Everyone likes the beach, but unless you live right on it, you have to get there somehow, and that generally means driving—using the essential infrastructure that America built over decades to connect our country. Likewise, we all like and often need to use our smartphones to access information, social media, and other types of applications—but this, too, relies on an infrastructure that is often invisible but no less important. Without it, wireless technology would simply not work.The wireless infrastructure association—PCIA—gathered in Orlando earlier this week.
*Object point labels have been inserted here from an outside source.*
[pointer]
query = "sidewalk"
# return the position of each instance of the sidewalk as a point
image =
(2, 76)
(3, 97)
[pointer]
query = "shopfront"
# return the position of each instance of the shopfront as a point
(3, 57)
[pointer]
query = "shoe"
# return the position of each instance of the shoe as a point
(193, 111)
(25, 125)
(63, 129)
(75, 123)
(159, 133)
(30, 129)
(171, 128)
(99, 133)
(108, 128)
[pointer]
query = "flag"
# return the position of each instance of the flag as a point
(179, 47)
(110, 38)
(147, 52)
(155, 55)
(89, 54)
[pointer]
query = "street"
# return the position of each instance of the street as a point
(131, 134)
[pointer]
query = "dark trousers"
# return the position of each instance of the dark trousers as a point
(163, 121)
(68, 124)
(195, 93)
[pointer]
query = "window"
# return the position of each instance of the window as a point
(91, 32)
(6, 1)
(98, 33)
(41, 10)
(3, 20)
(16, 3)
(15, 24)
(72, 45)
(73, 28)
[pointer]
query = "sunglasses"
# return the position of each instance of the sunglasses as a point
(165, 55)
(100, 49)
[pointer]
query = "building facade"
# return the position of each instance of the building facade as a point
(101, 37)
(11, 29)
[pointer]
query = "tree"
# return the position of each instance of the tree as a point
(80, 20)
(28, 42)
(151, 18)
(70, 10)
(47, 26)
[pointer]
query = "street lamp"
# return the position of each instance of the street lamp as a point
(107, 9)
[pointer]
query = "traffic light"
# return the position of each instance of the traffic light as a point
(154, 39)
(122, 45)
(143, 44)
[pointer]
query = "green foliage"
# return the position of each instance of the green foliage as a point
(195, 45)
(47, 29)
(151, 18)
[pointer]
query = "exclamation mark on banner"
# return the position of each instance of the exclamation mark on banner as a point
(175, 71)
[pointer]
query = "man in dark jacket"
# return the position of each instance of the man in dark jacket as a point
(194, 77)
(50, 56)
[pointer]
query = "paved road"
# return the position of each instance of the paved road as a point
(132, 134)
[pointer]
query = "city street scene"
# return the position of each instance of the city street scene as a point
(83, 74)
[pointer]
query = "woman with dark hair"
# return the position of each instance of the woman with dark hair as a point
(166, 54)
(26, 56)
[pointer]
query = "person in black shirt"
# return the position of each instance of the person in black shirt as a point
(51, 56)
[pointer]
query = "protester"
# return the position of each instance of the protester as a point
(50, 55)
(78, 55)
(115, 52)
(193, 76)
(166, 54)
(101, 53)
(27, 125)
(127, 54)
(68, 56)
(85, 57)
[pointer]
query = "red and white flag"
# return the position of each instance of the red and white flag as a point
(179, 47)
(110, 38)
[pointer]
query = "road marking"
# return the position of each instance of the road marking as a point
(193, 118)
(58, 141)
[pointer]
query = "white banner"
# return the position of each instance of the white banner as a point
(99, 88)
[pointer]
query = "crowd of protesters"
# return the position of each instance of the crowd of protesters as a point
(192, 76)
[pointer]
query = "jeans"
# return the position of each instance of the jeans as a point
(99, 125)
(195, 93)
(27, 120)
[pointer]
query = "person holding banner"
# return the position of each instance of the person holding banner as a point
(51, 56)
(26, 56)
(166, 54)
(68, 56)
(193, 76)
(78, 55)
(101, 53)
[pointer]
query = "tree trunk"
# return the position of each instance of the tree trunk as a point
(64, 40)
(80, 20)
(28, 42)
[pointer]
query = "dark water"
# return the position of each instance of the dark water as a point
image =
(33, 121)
Their meeting offered a good opportunity to take a hard look at the industry’s infrastructure, the businesses supporting it, where it is going, and what we need to do to ensure that wireless technology continues to improve and become more reliable.

We have become used to having all that wireless devices can offer in the palm of our hand. But just as most Americans don’t think about the structural integrity of the bridges and highways we travel, many don’t think about the infrastructure necessary to support mobile broadband and the wireless devices it enables. As Jonathan Adelstein, the newly named President and CEO of PCIA, notes, “once you are used to broadband, there is no going back.” But even as we expect better service, faster delivery, and continuing innovation, the underlying infrastructure that makes wireless work has to be expanded and upgraded to support our needs.

Demand for wireless data—voice, video, games, apps, etc.—is growing exponentially. Data traffic grew by 300 percent last year and is expected to rise 16-fold in the next four years, driven by the rapid adoption of smartphones and tablets. That high demand can be met only by a modern wireless network that can handle ever higher levels of data traffic and provide the reliable service that consumers demand. The increasing demand for wireless technology creates capacity constraints on the wireless networks. And that’s an issue for everyone. As FCC Chairman Julius Genachowski noted at the conference, wireless dead zones are both quality of life and public safety issues. It’s critically important to address this problem now.

Not only do we need to make more spectrum available for wireless innovators and providers, but we need to continue encouraging broadband providers to upgrade and deploy additional physical infrastructure to support wireless.  Wireless infrastructure includes towers and new technologies such as small “femtocells” and distributed antenna networks that make more efficient use of the spectrum we already have. As was discussed in Orlando, spectrum auctions are also an important way to get spectrum into the hands of users quickly.

The wireless industry is currently upgrading to a technology called “4G LTE,” or fourth-generation. For mobile users, these networks also have the potential to expand mobile phone capability, offering faster connections, new mobile services and applications, and improved coverage.

These improvements, however, can only occur if networks are built, maintained and upgraded. Today the wireless industry is an investment juggernaut, deploying an estimated $27 billion in capital improvements in only the last year.  That investment sustains hundreds of thousands of jobs nationwide. It means jobs for those who deploy and upgrade these new systems and who are hired to build network infrastructure across the country. It also means jobs for network operators and those who sell smartphones and associated technology. The tasks involved in these jobs include everything from digging foundations and building the towers to designing the fiber network that will sustain the wireless needs of the future. This “job count” does not include the many ancillary jobs that wireless indirectly supports.

Fortunately, building high-speed networks is a top priority for both the private and public sector. If we do not repurpose additional spectrum or if we fail to build towers and other infrastructure investment will suffer, and the wireless ecosystem will be affected – including the quality of your wireless experience. Thus, policymakers should encourage investment and provide a regulatory environment that favors the digital revolution.

As I recently said in a statement that you can check out here, solving the wireless spectrum crunch is the great infrastructure challenge of our day. Investment in technology and the infrastructure that supports it can lead not only to jobs and to economic development across the nation but can also provide unforeseen technology and services that benefit consumers.